Draft — text in progress, not yet published.

Every product team has the same poster on the wall right now: 'AI agents in our workflow.' A lot of those agents won't be there in 18 months.

Here's the heuristic we use at SotaZoo to decide whether an agent earns its keep.

Where AI agents pay off

Matching under constraints. Problems with combinatorial structure — pairing players, scheduling resources, routing through a park — get worse for humans as the input grows, but stay tractable for an agent that can reason about thousands of options. TennisMatch sits in this bucket.

Compressing the morning brief. Anywhere a senior person spends 60–90 minutes reading and synthesizing to produce a 5-minute summary, the agent does the synthesis 10× faster and the senior person spends the 5 minutes making the decision. That's the actual job of 'AI for research' — not replacing the analyst, but cutting the prep.

Personalized teaching loops. Static documentation is dead the moment a user has a real question.
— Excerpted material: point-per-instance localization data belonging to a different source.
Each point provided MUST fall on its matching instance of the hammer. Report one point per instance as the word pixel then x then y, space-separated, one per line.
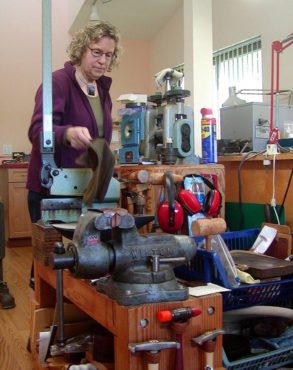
pixel 207 227
pixel 207 342
pixel 151 351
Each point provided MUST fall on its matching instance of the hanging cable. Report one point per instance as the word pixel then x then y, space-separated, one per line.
pixel 273 200
pixel 246 157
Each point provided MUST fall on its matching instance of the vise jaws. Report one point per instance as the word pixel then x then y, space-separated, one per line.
pixel 129 267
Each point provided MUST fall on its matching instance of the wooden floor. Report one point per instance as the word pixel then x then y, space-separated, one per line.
pixel 14 322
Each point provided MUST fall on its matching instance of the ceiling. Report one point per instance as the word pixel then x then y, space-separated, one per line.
pixel 136 19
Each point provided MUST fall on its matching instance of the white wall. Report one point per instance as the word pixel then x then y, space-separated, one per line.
pixel 21 61
pixel 236 20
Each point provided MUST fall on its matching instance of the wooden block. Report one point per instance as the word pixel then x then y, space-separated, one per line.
pixel 281 247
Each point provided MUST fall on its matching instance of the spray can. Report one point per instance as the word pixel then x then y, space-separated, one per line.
pixel 208 136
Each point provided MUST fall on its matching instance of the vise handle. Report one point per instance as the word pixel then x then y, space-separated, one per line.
pixel 153 345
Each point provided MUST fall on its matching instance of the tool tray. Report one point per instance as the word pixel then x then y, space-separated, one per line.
pixel 207 267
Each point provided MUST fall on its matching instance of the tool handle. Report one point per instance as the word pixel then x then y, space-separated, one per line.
pixel 179 362
pixel 209 360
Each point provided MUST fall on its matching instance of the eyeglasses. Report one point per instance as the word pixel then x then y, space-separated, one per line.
pixel 97 53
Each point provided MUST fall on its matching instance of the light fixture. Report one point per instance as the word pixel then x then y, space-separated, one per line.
pixel 94 16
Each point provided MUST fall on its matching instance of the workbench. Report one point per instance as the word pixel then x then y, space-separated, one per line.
pixel 257 180
pixel 135 323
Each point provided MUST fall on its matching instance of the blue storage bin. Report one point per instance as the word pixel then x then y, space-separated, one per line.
pixel 207 267
pixel 266 361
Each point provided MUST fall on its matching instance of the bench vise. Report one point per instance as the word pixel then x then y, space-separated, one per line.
pixel 130 267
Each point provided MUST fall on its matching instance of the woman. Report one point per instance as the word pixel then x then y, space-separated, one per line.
pixel 81 104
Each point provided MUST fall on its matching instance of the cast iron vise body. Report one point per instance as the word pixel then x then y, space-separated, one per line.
pixel 130 267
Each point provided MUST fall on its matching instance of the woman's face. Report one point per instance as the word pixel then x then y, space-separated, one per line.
pixel 97 58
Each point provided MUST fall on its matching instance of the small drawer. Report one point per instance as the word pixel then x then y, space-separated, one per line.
pixel 17 175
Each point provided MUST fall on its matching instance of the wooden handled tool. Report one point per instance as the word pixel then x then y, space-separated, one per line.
pixel 207 342
pixel 207 227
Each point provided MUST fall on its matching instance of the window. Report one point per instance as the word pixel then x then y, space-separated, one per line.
pixel 239 65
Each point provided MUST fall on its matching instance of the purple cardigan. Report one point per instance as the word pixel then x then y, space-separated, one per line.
pixel 70 108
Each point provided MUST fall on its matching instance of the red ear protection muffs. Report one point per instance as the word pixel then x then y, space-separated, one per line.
pixel 170 212
pixel 191 204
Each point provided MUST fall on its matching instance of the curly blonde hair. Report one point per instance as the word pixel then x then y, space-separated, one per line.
pixel 93 32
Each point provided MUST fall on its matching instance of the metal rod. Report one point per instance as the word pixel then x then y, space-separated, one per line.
pixel 47 74
pixel 60 307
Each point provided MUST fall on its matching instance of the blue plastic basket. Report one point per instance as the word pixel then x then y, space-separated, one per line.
pixel 207 267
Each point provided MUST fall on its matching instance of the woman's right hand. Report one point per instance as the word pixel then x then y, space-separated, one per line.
pixel 78 137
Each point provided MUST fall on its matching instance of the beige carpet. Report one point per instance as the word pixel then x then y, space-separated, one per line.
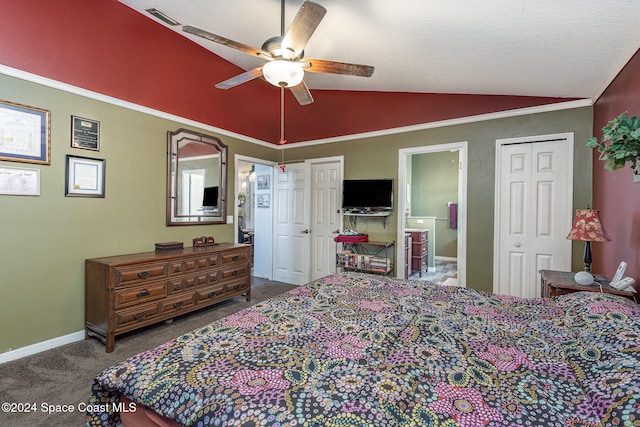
pixel 64 375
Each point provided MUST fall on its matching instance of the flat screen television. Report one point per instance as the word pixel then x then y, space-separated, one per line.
pixel 210 198
pixel 367 194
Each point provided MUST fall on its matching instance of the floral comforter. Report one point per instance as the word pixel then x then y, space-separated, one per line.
pixel 360 350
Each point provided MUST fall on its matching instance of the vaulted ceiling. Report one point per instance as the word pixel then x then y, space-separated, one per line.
pixel 551 48
pixel 434 60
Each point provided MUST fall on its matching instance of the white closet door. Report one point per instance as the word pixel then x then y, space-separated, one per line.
pixel 533 212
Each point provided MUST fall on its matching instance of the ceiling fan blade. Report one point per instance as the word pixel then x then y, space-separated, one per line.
pixel 302 94
pixel 240 78
pixel 334 67
pixel 225 41
pixel 304 24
An agent that can answer the user's specific situation, with context, is the obvious upgrade — and is why the Claude Code Handbook works better as a published handbook plus an in-IDE agent than either alone.

Repetitive admin with judgment. Triage, follow-up, scheduling, expense classification — the stuff that bores humans but requires light reasoning. Agents are good at this when the cost of a wrong choice is small and human-correctable.
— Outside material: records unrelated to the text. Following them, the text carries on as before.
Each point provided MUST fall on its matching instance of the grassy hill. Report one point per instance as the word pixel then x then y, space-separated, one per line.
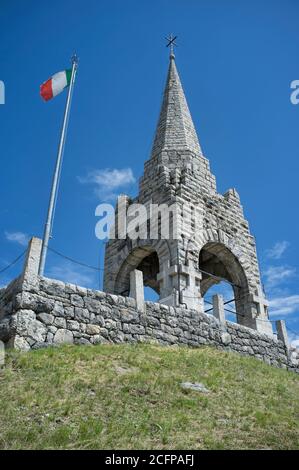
pixel 130 397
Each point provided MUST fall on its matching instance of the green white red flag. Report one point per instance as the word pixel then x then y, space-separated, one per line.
pixel 55 84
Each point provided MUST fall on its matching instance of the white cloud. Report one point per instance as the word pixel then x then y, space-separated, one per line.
pixel 17 237
pixel 108 181
pixel 277 250
pixel 275 275
pixel 78 275
pixel 284 305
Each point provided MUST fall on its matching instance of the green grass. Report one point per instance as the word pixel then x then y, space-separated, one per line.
pixel 129 397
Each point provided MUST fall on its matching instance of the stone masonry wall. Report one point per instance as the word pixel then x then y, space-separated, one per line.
pixel 46 312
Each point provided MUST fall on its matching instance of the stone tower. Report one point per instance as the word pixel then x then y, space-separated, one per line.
pixel 216 243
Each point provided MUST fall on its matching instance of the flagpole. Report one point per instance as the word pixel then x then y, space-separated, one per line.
pixel 55 183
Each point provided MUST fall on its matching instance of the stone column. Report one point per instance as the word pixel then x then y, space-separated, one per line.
pixel 218 308
pixel 282 333
pixel 136 289
pixel 31 265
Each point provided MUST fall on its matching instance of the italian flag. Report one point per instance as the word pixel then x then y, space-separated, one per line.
pixel 55 84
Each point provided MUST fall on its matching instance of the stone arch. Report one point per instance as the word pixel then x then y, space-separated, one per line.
pixel 144 255
pixel 219 260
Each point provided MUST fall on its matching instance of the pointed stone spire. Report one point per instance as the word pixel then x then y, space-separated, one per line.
pixel 175 129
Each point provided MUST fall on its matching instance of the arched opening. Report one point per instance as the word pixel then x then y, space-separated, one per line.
pixel 144 259
pixel 227 292
pixel 223 274
pixel 150 294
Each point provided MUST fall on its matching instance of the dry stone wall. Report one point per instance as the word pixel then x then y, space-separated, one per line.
pixel 46 313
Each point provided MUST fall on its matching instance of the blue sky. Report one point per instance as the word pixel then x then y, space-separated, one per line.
pixel 236 60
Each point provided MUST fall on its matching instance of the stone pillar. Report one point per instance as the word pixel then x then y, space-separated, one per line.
pixel 136 289
pixel 282 333
pixel 218 308
pixel 31 265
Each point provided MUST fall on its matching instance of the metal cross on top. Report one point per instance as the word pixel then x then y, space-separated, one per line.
pixel 171 43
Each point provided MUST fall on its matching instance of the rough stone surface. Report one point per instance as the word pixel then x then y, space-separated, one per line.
pixel 115 319
pixel 211 232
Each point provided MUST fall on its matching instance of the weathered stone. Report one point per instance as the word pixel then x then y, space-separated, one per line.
pixel 29 326
pixel 73 325
pixel 60 322
pixel 93 329
pixel 81 314
pixel 77 300
pixel 63 336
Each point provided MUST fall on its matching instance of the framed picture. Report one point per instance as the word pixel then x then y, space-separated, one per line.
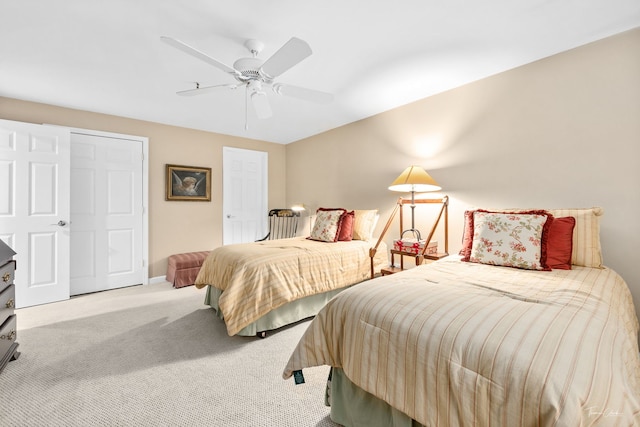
pixel 188 183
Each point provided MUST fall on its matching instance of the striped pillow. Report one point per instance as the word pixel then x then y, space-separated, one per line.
pixel 364 222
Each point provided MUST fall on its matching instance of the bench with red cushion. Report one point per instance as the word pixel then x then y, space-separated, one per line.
pixel 183 268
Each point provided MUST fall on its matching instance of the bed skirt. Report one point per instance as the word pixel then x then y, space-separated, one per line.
pixel 281 316
pixel 352 406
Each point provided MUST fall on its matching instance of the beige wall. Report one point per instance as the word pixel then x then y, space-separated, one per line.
pixel 560 132
pixel 175 226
Where AI agents waste time

Pretending to make strategy. Strategy decisions are about which futures to bet against and which to invite. They need taste, courage, and stake. Agents don't have stakes. Anyone shipping a 'strategic agent' is shipping a worse version of an experienced operator who got out-of-the-loop.
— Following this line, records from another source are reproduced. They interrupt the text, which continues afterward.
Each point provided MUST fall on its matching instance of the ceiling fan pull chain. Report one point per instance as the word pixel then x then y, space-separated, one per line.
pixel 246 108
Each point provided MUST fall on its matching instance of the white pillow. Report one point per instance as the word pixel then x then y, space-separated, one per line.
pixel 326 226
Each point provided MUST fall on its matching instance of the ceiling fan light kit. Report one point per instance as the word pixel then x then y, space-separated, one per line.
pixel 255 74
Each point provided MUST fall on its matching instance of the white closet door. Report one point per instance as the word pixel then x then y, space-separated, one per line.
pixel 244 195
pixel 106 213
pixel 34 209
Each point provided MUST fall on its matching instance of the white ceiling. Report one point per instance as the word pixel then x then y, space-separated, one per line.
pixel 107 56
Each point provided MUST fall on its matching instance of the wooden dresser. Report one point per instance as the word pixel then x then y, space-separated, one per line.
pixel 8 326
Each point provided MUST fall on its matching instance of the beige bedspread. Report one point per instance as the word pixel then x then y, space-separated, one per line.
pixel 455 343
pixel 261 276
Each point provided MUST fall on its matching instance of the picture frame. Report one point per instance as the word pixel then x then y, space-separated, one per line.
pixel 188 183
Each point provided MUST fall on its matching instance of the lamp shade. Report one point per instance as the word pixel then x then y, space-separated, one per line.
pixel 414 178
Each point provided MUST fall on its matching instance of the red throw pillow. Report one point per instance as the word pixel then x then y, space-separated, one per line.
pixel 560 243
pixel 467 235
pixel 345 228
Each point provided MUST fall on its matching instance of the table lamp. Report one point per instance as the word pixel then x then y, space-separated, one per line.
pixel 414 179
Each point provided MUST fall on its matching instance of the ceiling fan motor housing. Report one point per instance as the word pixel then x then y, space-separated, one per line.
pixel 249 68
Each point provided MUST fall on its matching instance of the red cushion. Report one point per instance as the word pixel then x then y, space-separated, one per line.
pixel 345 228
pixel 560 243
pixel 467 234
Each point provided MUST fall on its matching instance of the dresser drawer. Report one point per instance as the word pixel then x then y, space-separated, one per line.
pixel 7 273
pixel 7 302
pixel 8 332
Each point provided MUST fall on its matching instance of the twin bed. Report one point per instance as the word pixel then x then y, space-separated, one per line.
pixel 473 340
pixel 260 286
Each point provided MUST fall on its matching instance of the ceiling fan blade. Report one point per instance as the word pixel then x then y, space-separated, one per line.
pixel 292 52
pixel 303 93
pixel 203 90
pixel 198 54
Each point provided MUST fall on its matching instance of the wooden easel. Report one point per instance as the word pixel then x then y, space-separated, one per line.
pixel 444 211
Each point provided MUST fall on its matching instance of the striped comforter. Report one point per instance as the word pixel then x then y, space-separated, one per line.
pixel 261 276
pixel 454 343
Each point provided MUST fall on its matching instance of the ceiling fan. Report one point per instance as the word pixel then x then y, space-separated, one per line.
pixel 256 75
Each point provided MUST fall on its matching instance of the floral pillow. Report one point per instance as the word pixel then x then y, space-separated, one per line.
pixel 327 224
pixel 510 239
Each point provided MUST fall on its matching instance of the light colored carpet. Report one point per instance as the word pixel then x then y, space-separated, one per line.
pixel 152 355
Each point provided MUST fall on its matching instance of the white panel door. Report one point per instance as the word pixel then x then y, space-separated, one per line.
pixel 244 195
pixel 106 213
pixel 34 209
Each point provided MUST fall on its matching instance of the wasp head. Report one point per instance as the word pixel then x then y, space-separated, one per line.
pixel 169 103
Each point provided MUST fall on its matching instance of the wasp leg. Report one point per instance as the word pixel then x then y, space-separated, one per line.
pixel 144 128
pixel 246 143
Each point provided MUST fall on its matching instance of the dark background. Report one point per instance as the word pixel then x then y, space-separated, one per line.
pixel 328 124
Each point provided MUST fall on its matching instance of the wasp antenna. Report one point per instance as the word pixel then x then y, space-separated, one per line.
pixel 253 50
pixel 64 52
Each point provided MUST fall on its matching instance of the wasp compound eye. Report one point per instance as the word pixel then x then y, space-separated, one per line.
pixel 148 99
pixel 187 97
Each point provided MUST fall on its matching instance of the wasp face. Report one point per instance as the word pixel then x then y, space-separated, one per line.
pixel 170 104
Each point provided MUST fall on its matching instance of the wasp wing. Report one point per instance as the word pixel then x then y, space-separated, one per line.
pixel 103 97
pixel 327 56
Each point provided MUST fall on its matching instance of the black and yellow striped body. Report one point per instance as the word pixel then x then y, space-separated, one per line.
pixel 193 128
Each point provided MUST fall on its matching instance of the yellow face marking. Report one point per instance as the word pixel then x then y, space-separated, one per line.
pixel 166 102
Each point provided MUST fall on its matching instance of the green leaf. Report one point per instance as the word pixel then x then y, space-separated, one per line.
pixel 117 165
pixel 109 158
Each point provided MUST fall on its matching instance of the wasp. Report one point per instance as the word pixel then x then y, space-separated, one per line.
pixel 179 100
Replacing the thing being learned. The reason a beginner gets good is because they wrestle with the hard parts themselves. Hand the hard parts to an agent and the beginner stays a beginner. Tools should expose the hard parts at the right cadence — not hide them.

Cargo-culting agentic workflows. Multi-agent dialogues, recursive plans, swarm orchestration — all impressive in demos and brittle in production. If a single well-prompted call gets you 90% of the result, the additional 9 agents add latency, cost, and surface area for failure.

The test

Before shipping an agent, we ask: would a senior, skeptical operator look at the inputs and outputs and say, 'This actually changes what gets done'? If yes, the agent earns its slot. If the answer is 'this is a wrapper around what I would have asked GPT,' we don't ship it. There's enough of that already.